I was out in the garden walking bare foot with students today, touching the earth, awakening ourselves to the wonder of nature, it is so rewarding to share this gift of being alive and tuning ourselves up; which helps us rediscover our natural sense of ease, poise and balance. Spring! is a great time to wake up and feel revitalised and awake, we can see with new eyes and a fresh perspective, here are a few thoughts on seeing with fresh eyes.

Our vision is usually the dominant sense; it is how we gather most of the information about the world.

When we look at an object/subject this is changed by the observer, science calls this the observer effect.

We don’t see things as they are, we see things as we are.

As the saying goes “we only see what we want to see”

We don’t experience life with fresh eyes, as a child does.

A child has the quality of a beginners mind, seeing with excitement, awe, wonder, passion, vividness, clarity, sharpness and alertness.

We place meaning, opinions, judgements, evaluations and a personal test on everything we see and often relate it back to a past experience.

So the experience is never a fresh new experience as would be experienced through a beginners mind.

Seeing with a beginner’s mind, we can give up the arrogance of knowing, instead have the curiosity of not knowing, which will engage and stimulate interest, freshness and looking with new eyes.

Imagine being blind for years then suddenly being able to see.

How much excitement, interest and curiosity would be present?

I’m sure it would be quite magical seeing for the first time.

Spring is a great time to start to see with a beginners mind.

Creating the possibility of seeing with complete attention.

Having a whole new excitement about seeing, curiously interested and engaged, allowing and inviting what you see with bright open eyes.

Looking for colour, texture, depth, light and delight in what you are seeing.

Also, a great practice is looking into people’s eyes, really being with them, we so rarely do this.
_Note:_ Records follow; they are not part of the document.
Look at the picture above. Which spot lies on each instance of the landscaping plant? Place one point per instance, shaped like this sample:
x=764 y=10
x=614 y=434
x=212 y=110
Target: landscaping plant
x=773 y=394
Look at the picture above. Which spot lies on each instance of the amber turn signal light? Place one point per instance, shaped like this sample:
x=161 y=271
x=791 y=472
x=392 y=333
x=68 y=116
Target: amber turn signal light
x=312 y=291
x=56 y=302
I also practised looking into my own eyes, I did this for 5-10 minutes a day for a whole week. I have never done this before, It was quite an experience. This will be a good practice for being with others and looking into their eyes, something we don’t really do so easily.
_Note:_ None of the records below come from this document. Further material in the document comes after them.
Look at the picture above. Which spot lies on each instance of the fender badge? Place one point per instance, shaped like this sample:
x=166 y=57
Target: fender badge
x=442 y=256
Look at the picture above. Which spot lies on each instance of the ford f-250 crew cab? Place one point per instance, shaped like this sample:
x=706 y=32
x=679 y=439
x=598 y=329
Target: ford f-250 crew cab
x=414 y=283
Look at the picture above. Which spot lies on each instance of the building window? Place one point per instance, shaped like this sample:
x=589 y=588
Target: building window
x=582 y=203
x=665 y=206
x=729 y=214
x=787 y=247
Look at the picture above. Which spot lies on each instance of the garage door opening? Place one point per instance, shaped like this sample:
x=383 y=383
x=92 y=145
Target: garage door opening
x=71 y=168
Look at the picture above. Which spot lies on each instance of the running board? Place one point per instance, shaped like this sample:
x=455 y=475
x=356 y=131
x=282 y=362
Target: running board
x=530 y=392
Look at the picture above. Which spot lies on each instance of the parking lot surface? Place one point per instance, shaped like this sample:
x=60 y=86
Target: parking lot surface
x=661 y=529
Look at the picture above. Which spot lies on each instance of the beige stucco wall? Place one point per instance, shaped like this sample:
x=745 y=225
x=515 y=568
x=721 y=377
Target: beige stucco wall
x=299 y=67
Really practice looking and being curiously engaged for no reason.

Also see if you can maintain awareness of your body, balance and coordination., in other words, we want to be extending and expanding in the body, not pulling down and compressing.  This will improve our overall functioning of the body including vision.

Most importantly have fun! Notice all the things you don’t normally notice. Think of having a light spring! in your step and a smile! on your face.